C’est quand j’entre dans une pièce nue, sans toile au mur, sans livres sur des rayons ou éparpillés sur des tables, que je sens un malaise en moi, non pas quand je me retrouve dans un bureau comme celui du lecteur de Sarah Yuster.
Tout de suite, j’ai envie de m’asseoir là. Tout de suite, j’ai envie de prendre un livre au hasard, de voir ce qu’il lit. D’emblée, cet homme me fait bonne impression. Il me rappelle Émile. Il me rappelle Émile et nos conversations au milieu des livres qui couvraient tous les murs du plancher au plafond dans son bureau de professeur à l’université. Émile dont je pouvais pousser la porte n’importe quand. J’arrivais parfois avec un livre sous le bras et une fois sur trois je découvrais qu’il l’avait lu ou qu’il faisait partie de ses prochaines lectures, puisque le même livre était là, quelque part sur le bureau.
Je me sentais bien dans ce bureau avec cet homme qui aimait les livres. Si bien que je pouvais parler de tout ce que j’avais en tête. Et je n’étais pas la seule à le faire. Émile me parlait de sa vie à Rome autrefois, de ses enfants, de théâtre, de Paris. Jamais il n’y a eu autre chose que de l’affection entre nous, même si je crois que ça a fait jaser dans les corridors. Je n’en avais rien à faire et lui non plus. Il y aura toujours des gens pour médire et on n’y peut rien.

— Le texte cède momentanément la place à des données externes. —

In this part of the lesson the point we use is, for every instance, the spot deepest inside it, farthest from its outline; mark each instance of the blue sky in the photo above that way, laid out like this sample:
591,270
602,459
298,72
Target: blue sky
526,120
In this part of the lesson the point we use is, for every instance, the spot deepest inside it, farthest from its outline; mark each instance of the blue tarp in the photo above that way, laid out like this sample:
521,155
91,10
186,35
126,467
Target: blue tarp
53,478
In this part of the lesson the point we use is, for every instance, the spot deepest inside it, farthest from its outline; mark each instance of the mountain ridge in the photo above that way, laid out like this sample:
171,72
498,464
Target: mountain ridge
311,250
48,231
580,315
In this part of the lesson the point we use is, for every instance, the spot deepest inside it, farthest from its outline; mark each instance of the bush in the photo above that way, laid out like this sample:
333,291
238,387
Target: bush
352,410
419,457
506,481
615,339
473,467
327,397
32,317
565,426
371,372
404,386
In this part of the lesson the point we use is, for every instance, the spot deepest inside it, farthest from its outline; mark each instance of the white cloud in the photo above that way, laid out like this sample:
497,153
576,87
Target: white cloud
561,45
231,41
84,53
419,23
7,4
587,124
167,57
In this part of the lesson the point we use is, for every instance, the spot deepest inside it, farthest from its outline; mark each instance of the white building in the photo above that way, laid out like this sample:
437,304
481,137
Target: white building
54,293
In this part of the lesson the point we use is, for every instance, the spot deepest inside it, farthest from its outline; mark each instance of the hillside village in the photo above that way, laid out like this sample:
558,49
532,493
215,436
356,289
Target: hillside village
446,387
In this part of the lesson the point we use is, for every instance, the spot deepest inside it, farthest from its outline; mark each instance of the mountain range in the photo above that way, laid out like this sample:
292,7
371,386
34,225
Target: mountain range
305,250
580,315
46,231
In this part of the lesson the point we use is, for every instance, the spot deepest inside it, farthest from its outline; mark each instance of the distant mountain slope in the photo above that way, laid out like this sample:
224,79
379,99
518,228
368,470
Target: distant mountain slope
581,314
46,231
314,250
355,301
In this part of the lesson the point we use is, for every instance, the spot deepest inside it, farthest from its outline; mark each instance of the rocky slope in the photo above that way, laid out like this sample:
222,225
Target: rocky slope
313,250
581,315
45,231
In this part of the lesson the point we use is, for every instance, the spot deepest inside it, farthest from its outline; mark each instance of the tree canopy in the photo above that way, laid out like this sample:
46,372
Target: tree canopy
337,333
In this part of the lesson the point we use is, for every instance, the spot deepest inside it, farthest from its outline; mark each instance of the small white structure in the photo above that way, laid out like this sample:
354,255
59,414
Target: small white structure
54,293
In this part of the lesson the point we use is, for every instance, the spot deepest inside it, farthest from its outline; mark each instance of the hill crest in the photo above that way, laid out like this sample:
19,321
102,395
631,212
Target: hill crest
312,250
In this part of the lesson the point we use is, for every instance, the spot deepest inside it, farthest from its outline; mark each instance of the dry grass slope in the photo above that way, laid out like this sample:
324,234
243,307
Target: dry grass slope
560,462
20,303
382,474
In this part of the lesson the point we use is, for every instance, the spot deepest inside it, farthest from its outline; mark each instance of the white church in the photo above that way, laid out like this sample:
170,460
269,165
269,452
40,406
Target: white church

Plus de vingt ans ont passé depuis ces moments privilégiés entre nous. Je n’ai jamais croisé Émile depuis que j’ai quitté l’université. Il est peut-être encore entouré de livres, non plus à l’université mais chez lui. Et peut-être a-t-il dans sa vie une petite-fille ou un petit-fils qui vient s’asseoir avec lui pour écouter ses histoires et lui raconter les siennes, comme je le faisais. Je le lui souhaite.